Unknown to anyone, our PC is the foremost researcher on Exaltations themselves. In his hubris/brilliance, he has managed to irrevocably tie his Hun and Po to his Exaltation via a truly legendary feat of sorcery. He wanted to have some insurance against his enemies in the Solar Deliberative, in case things descended into violence and he died.

Of course, after his death his Exaltation gets trapped with the rest of them in the Jade Prison.

When Jade Prison is broken, his exaltation goes for a worthy person to bear. Just as the poor sod exalts, our PC's soul bound to the Exaltation destroys the newly exalted guy's soul and takes over his body.

Of course due to taking over a new body, our PC is trapped in an Essence 1 body with mortal level physical attributes, but he fully keeps his mental/social attributes as well as his skills/charms. His memories are quite vivid, so he remembers being betrayed by Sidereals 15 minutes ago, also assuming that only a couple of months have passed since his exaltation found a new bearer.

So we have a First Age Solar with great knowledge but a piddly essence rating, so he can't just go to Yu-Shan and start slaughtering everyone. He also has no idea about what happened and is in for a huge culture shock.
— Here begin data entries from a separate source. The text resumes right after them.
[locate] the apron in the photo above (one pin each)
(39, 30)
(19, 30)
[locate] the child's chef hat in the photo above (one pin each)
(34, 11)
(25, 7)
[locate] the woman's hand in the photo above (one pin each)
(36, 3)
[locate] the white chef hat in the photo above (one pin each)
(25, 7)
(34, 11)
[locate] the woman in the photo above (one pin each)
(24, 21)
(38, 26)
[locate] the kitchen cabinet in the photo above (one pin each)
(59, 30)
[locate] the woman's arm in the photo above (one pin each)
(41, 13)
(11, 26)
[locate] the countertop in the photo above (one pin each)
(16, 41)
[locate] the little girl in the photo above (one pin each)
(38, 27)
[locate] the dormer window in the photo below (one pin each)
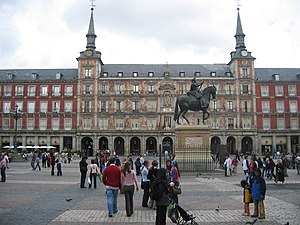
(58, 76)
(182, 74)
(11, 76)
(197, 74)
(212, 74)
(276, 77)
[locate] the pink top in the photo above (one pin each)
(129, 179)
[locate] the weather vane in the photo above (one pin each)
(93, 3)
(238, 4)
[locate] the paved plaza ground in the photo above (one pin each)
(35, 197)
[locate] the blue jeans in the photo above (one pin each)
(112, 195)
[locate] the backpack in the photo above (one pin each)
(156, 192)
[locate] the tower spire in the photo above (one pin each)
(239, 36)
(91, 36)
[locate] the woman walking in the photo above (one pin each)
(128, 180)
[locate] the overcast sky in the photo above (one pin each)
(51, 33)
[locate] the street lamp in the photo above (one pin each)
(17, 114)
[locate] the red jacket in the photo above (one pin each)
(112, 176)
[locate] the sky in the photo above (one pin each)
(50, 33)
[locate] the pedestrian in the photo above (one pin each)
(151, 176)
(32, 162)
(52, 162)
(128, 180)
(227, 165)
(83, 170)
(245, 165)
(247, 197)
(59, 162)
(138, 165)
(235, 163)
(93, 172)
(163, 201)
(279, 168)
(145, 183)
(111, 178)
(297, 162)
(258, 192)
(175, 175)
(3, 165)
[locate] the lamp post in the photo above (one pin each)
(17, 114)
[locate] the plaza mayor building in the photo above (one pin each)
(128, 108)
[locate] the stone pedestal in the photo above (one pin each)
(193, 151)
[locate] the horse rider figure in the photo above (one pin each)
(195, 89)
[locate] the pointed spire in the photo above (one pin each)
(91, 36)
(239, 36)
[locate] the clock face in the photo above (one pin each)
(244, 53)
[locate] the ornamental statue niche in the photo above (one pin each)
(195, 100)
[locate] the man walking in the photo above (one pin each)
(111, 178)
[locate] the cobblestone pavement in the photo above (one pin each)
(36, 197)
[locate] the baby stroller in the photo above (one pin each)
(178, 215)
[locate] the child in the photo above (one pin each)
(258, 192)
(247, 197)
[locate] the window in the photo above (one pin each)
(19, 91)
(280, 106)
(279, 90)
(31, 91)
(87, 73)
(245, 72)
(69, 90)
(294, 123)
(280, 123)
(44, 90)
(7, 91)
(44, 107)
(56, 90)
(103, 88)
(264, 91)
(43, 123)
(293, 106)
(230, 123)
(87, 89)
(68, 106)
(230, 105)
(5, 123)
(120, 88)
(136, 88)
(30, 123)
(292, 90)
(87, 123)
(245, 89)
(55, 123)
(151, 88)
(265, 106)
(182, 74)
(55, 107)
(67, 124)
(104, 106)
(31, 107)
(6, 107)
(266, 124)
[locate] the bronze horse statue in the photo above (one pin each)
(189, 102)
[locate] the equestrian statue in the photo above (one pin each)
(195, 100)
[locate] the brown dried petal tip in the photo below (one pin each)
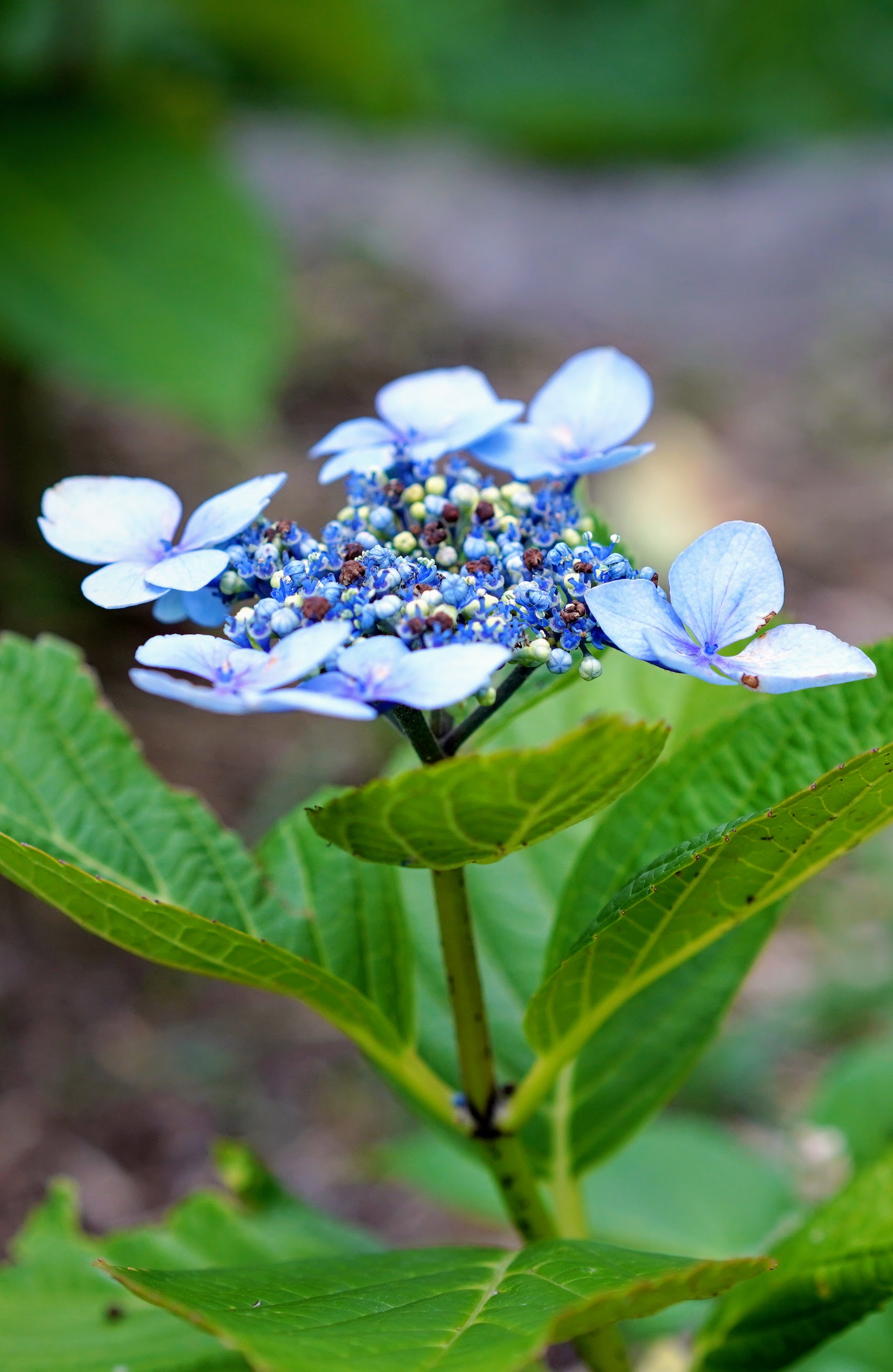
(316, 607)
(351, 573)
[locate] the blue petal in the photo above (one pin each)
(727, 582)
(644, 625)
(605, 461)
(169, 608)
(319, 703)
(294, 656)
(364, 460)
(594, 403)
(467, 430)
(796, 656)
(118, 585)
(109, 519)
(203, 607)
(220, 703)
(202, 655)
(436, 677)
(228, 513)
(428, 404)
(351, 434)
(188, 571)
(522, 449)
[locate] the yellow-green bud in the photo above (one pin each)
(465, 496)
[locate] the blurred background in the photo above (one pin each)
(223, 228)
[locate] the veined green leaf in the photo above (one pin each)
(702, 891)
(58, 1311)
(476, 810)
(476, 1309)
(349, 916)
(180, 939)
(129, 264)
(636, 1061)
(74, 784)
(740, 766)
(830, 1274)
(855, 1095)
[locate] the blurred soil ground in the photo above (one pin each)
(760, 297)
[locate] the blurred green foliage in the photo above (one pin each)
(135, 268)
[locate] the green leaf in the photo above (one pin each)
(856, 1096)
(180, 939)
(702, 891)
(74, 784)
(636, 1062)
(129, 264)
(689, 1186)
(830, 1274)
(645, 1197)
(58, 1311)
(483, 807)
(453, 1308)
(349, 916)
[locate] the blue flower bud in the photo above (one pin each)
(284, 622)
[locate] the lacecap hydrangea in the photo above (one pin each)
(445, 574)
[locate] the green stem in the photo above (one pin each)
(505, 1154)
(467, 998)
(479, 717)
(604, 1351)
(414, 725)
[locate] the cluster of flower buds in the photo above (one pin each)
(443, 575)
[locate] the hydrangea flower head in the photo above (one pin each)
(384, 670)
(127, 524)
(725, 588)
(245, 681)
(579, 421)
(421, 419)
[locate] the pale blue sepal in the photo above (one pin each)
(797, 656)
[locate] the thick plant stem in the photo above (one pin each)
(505, 1154)
(479, 717)
(467, 995)
(507, 1158)
(604, 1351)
(414, 725)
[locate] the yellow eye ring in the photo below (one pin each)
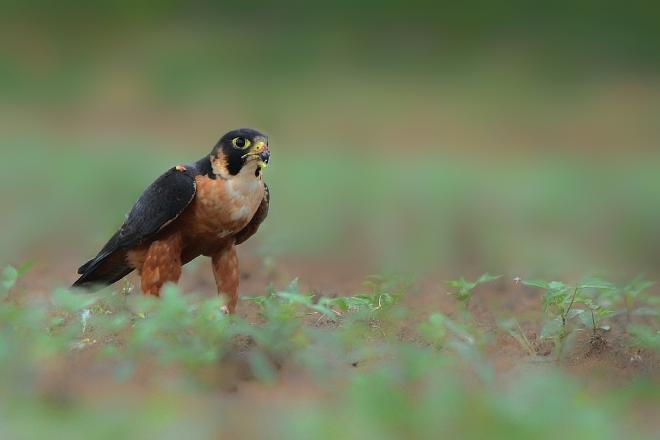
(241, 143)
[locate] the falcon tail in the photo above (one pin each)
(103, 271)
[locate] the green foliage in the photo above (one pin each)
(464, 289)
(415, 382)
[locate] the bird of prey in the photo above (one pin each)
(205, 208)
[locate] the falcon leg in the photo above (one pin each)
(225, 269)
(162, 264)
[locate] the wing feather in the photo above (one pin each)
(160, 204)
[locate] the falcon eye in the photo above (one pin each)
(241, 143)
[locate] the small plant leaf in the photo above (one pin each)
(9, 277)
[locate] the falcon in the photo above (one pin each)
(206, 208)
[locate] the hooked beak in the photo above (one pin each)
(261, 151)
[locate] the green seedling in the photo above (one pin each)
(464, 290)
(560, 305)
(513, 328)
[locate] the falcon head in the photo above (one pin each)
(244, 149)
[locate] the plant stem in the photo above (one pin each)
(593, 321)
(563, 317)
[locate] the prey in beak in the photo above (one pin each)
(259, 152)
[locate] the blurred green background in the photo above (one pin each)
(512, 137)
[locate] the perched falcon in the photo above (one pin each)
(205, 208)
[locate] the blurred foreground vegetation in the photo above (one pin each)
(117, 364)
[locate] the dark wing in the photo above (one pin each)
(258, 218)
(160, 204)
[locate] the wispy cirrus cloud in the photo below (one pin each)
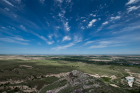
(66, 38)
(18, 40)
(101, 44)
(60, 1)
(42, 1)
(105, 23)
(23, 28)
(115, 18)
(91, 22)
(63, 47)
(133, 8)
(43, 38)
(67, 26)
(89, 42)
(9, 3)
(19, 1)
(132, 2)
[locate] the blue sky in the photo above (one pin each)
(69, 26)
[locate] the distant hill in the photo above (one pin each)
(79, 82)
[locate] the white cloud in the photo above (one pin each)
(8, 3)
(39, 43)
(82, 27)
(115, 18)
(3, 27)
(19, 38)
(14, 40)
(105, 23)
(6, 9)
(89, 42)
(43, 38)
(77, 39)
(50, 36)
(42, 1)
(23, 28)
(83, 17)
(50, 42)
(60, 1)
(66, 38)
(67, 26)
(133, 8)
(68, 1)
(91, 22)
(132, 2)
(19, 1)
(98, 46)
(63, 47)
(83, 20)
(101, 44)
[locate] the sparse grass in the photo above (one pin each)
(9, 69)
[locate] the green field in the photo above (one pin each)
(35, 76)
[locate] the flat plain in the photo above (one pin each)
(30, 73)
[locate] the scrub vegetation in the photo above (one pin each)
(32, 73)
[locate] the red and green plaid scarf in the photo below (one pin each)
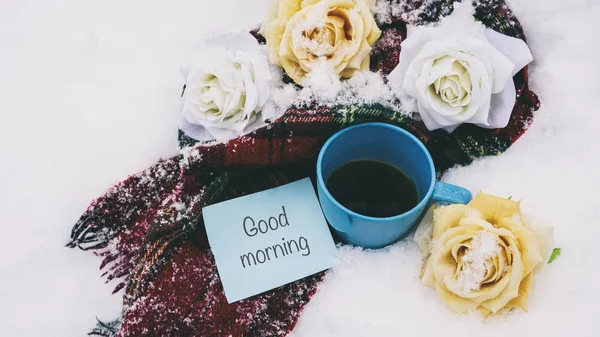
(149, 228)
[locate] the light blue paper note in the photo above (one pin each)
(268, 239)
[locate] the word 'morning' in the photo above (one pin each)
(274, 252)
(251, 228)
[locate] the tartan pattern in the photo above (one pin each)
(149, 228)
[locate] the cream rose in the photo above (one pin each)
(459, 72)
(482, 255)
(301, 33)
(226, 89)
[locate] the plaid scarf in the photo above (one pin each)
(149, 228)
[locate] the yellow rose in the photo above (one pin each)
(482, 255)
(301, 34)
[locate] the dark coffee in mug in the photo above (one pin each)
(373, 188)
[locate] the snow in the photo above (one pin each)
(475, 262)
(88, 91)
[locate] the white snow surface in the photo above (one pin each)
(88, 94)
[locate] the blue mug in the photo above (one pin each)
(393, 145)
He is very much both Great and Terrible as expected from a such figure from the First Age. He views mortals as akin to ants, and other Exalts as slightly bigger ants. But the principalities he ruled were utopias, other than casual creation of slave races or using interesting mortals as breeding stock etc.

What will he do when he is stuck inside an inferior body and can't even cast a couple of worthless sapphire circle spells?

What do you guys think of the concept? I feel like an exploration of Creation from the view of someone who has seen how things were at its peak, and is disgusted with how they ran it all into the ground is very interesting.
I think the central idea of a Solar protagonist coming from the HFA is a really interesting one, especially when you deal with things like their low essence rating meaning they have knowledge of a lot of tech they can't understand given their essence level (and even if they could they can't reproduce without HFA infrastructure).

But I think it would really need to focus in on the flaws as well as the heights of the HFA to be interesting. A Solar villain trying to recreate the HFA or a Solar learning to let go of power as they grow as a person are interesting stories.
 
Well he created them, of course he is going to own them. It's not like he is going out and enslaving regular mortals, right, right?

This is not a good viewpoint for a protagonist, even an antihero, to espouse. It likely violates Rule 2 if depicted as discussed here.

This protagonist, as depicted, thinks nothing of destroying another person's soul to extend his own life and he thinks it is acceptable to own whole races of people. He's functionally a short ramp-up from being incontestable (he has maxed stats in almost everything, can ramp up the remaining not-maxed stuff, and is apparently running on 2e Solars mechanics) and he's a monster. Killing him apparently just means he reincarnates with no fuss except the destruction of the soul of some new innocent hero.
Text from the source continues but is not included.